About one in four adults worldwide has hemorrhoids at any given time, according to a large systematic review. Internal hemorrhoids, the kind that prolapse, are roughly four times more common than external ones. Children are affected at about half the rate of adults, reflecting the role that years of pressure and connective tissue aging play in development.

What Keeps Them From Coming Back

Since the core problem is too much pressure on weakening tissue, prevention targets both sides of that equation. The single most effective change is getting enough fiber.
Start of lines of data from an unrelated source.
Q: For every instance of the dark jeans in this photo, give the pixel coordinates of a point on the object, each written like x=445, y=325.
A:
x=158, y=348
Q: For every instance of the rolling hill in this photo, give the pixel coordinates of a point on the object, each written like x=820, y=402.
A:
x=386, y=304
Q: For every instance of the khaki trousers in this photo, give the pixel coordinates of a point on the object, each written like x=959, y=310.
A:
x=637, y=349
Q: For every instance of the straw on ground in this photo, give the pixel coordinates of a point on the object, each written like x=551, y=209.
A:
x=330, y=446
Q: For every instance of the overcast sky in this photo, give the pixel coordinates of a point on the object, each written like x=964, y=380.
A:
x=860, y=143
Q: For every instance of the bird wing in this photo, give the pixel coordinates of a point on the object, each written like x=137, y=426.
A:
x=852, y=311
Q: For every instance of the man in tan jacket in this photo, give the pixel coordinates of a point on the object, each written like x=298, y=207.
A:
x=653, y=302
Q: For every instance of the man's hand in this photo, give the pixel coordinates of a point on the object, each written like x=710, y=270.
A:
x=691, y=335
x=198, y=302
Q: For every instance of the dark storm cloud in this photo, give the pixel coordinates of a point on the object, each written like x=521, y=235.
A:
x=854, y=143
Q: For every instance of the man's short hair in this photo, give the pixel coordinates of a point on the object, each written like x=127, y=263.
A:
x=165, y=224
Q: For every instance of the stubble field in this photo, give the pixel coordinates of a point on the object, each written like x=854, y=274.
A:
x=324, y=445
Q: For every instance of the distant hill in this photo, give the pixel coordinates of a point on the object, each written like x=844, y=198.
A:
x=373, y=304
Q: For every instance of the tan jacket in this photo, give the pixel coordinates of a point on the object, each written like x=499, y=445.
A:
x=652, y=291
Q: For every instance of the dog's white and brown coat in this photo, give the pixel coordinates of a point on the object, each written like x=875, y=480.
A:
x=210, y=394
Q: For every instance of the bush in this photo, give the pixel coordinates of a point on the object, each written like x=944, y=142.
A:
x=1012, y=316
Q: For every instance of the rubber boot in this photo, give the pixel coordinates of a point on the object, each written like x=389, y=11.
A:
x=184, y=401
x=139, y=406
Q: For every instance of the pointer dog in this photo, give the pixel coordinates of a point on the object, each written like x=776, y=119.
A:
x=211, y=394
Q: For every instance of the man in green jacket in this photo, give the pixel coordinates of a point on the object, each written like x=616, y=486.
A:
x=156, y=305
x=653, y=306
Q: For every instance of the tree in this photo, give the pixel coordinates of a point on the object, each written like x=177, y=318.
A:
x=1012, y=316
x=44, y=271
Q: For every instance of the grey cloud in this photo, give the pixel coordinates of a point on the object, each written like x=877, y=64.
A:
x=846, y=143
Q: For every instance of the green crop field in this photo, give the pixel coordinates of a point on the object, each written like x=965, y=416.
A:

U.S. dietary guidelines recommend 14 grams of fiber per 1,000 calories you eat, which works out to about 28 grams a day on a standard diet. Fiber bulks up stool and softens it, so bowel movements require less straining. Drinking enough water helps fiber do its job.

Beyond diet, the biggest practical change is spending less time on the toilet. If you don’t have an urge to go, don’t sit and wait for one. Put the phone down. Aim to be on and off in under five minutes. When you do go, avoid bearing down hard. Placing your feet on a small stool to raise your knees above your hips straightens the rectal angle and reduces the effort needed.

For hemorrhoids that have already prolapsed, the tissue changes aren’t fully reversible on their own, especially at grades III and IV. But reducing pressure can stop the progression, shrink swelling, and in many grade II cases, allow the cushions to stay in place during bowel movements again. When prolapse is persistent or painful, a range of office and surgical procedures can remove or reposition the tissue, with recovery times ranging from a few days to a few weeks depending on the approach.